Figure 2. Cadence has tailored Vision C5 (top) for deep neural network inference by expanding its MAC resources and removing functions deemed unnecessary in comparison with the Vision P6 (bottom).
Absent from Vision C5 is its Vision P6 predecessor's SuperGather enhanced memory controller as well as optional vector floating-point unit (FPU), which Desai claims are unnecessary in the new core's deep learning-focused target applications. To the latter point, Desai grants that the company is turning its back on legacy CPU- and GPU-based floating-point deep neural network code from OpenCV and other libraries, but he points out that Google's TPU inference processor (for example) is similarly integer-only. As a result of this feature set slimming, Vision C5 is estimated to consume less than 1 mm2 of silicon area on a 16 nm process (Desai declined to provide a comparative size estimate for Vision P6 on the same process).
In a recent briefing, Cadence's Desai took pains to point out that a deep neural network-augmented imaging and vision DSP such as his company's Vision P6 or CEVA's XM-6 remains an acceptable solution for applications that leverage both classical computer vision techniques and deep neural network algorithms or make limited use of deep neural networks. However, these more general-purpose DSPs, along with hard-wired deep neural network "accelerators," as he refers to them, are only capable of handling the convolution and fully connected layers of a neural network; normalization and pooling layers remain the responsibility of a separate engine, typically a CPU or GPU (Figure 3). Repetitive data movement between the two processing engines is performance-limiting and power-consuming, he suggests, and consumes CPU and GPU resources that might otherwise find use elsewhere. In contrast, Desai says that Vision C5 is capable of single-handedly processing all neural network layers.
Figure 3. Deep neural network accelerators that are only capable of processing some neural network layers generate performance- and power-sapping data traffic to and from a companion CPU or GPU, according to Cadence.
Vision C5 is perhaps more directly comparable to the standalone (and optional) deep learning coprocessor in Synopsys' DesignWare EV6x IP family. Here, one primary distinction comes from comparative MAC counts. If 8-bit precision will suffice, Cadence provides 1,024 MACs, while Synopsys' CNN engine is configurable with no less than 12-bit precision and outfitted with up to 880 MACs. The silicon area taken up by Synopys' CNN engine on a 16 nm process such as that specified by Cadence is unknown.

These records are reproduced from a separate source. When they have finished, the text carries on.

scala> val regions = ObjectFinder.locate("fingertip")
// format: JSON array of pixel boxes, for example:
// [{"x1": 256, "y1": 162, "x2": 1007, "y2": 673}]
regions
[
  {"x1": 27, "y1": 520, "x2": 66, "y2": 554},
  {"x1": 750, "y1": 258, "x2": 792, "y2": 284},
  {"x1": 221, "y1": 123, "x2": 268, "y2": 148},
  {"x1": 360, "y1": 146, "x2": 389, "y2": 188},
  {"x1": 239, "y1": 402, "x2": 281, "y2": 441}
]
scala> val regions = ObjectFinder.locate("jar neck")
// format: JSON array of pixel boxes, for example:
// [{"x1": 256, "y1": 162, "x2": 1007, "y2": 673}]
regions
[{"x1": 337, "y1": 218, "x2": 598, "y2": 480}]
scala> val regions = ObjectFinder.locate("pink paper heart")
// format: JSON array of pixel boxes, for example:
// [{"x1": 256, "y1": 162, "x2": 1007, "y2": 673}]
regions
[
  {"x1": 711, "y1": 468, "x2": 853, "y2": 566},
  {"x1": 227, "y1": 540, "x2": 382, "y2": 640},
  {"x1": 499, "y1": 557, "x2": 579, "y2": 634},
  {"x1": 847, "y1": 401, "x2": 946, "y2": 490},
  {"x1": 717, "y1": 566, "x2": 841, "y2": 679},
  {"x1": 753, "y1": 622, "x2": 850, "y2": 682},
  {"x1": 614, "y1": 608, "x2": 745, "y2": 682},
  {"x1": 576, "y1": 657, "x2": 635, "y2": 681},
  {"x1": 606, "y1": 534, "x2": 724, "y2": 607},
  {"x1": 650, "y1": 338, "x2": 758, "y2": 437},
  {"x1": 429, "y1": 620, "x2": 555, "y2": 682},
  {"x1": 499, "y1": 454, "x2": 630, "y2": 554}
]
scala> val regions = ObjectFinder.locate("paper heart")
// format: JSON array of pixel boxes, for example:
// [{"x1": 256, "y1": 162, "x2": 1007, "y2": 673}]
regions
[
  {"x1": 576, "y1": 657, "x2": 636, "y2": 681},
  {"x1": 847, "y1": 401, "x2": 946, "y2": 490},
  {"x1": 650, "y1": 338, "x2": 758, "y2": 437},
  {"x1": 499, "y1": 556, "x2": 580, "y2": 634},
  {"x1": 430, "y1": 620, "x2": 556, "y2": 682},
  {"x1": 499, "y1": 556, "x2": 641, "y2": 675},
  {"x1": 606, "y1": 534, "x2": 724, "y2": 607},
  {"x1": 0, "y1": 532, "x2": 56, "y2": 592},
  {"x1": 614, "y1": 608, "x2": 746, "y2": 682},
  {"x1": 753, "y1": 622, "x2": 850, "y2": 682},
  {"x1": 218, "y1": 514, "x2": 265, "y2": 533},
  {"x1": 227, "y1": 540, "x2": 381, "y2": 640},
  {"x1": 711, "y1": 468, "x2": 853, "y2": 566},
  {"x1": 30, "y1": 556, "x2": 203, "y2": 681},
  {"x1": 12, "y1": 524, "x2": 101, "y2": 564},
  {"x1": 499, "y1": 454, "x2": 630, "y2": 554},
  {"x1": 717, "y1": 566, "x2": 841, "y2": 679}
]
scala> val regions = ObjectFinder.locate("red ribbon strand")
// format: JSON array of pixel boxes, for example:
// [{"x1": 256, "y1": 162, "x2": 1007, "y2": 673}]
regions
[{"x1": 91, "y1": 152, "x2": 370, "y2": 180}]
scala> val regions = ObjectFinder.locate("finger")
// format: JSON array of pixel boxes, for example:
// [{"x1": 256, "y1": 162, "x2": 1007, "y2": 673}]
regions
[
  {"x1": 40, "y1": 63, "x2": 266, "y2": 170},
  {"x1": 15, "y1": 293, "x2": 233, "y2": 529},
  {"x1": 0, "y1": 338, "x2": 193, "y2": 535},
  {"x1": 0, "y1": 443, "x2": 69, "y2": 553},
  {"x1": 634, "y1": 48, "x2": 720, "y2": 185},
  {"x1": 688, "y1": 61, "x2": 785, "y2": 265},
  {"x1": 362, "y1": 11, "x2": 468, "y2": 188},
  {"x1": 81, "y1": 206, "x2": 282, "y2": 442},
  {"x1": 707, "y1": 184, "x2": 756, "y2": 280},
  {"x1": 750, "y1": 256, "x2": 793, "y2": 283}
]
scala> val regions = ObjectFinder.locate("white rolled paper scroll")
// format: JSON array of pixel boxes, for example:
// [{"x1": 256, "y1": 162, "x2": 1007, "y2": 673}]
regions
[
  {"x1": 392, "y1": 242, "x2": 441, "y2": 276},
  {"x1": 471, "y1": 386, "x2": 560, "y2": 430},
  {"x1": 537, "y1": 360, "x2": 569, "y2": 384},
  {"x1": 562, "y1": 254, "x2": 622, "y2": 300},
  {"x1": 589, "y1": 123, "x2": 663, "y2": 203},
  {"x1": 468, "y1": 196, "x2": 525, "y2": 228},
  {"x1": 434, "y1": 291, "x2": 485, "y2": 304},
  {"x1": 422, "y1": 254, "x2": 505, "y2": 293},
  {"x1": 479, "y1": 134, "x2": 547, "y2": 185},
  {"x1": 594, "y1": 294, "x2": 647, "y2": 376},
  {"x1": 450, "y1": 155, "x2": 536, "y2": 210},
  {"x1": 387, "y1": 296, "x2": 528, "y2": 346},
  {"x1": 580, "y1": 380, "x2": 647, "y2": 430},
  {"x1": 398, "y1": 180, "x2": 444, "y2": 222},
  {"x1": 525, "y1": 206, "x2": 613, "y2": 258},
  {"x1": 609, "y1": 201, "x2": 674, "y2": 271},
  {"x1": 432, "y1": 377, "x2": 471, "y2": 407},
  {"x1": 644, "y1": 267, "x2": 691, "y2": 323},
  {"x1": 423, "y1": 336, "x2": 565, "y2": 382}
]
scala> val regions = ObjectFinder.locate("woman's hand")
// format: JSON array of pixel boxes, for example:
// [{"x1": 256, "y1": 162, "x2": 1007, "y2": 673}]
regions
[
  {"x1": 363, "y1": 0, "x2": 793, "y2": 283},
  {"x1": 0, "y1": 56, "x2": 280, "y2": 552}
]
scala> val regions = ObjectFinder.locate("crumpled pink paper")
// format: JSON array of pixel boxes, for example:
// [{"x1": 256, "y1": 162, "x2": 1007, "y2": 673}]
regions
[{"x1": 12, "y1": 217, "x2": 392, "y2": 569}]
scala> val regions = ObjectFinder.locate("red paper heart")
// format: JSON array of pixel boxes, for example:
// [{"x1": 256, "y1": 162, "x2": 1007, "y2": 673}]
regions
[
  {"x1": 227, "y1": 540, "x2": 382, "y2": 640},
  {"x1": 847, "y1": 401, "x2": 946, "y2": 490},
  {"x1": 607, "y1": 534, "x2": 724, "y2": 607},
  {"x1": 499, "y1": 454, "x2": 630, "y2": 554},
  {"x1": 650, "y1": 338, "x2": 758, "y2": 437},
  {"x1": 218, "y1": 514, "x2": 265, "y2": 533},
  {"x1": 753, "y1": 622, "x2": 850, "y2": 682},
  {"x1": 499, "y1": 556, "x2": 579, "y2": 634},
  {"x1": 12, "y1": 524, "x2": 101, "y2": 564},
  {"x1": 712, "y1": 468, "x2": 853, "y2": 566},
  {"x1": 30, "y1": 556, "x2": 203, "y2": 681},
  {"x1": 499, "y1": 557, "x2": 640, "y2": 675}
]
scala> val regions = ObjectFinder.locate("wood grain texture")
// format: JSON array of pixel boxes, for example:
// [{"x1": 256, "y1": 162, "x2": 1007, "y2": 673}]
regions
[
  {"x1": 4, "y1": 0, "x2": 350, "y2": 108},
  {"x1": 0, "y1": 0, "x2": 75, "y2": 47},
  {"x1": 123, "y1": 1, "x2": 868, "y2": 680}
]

Reminiscent of CEVA's CDNN2 toolset, Cadence also offers an automated software flow intended to convert a neural network algorithm description into a Vision C5-optimized implementation (Figure 4). Unsurprisingly, the popular Caffe and TensorFlow frameworks have gained Cadence's initial attention; other frameworks (such as just-announced Caffe2) are under consideration. Vision C5 is now available for evaluation and licensing; Desai reports that early customer engagements are underway.
Figure 4. Vision C5's automated software optimization flow currently prioritizes the Caffe and TensorFlow frameworks; other frameworks are under consideration.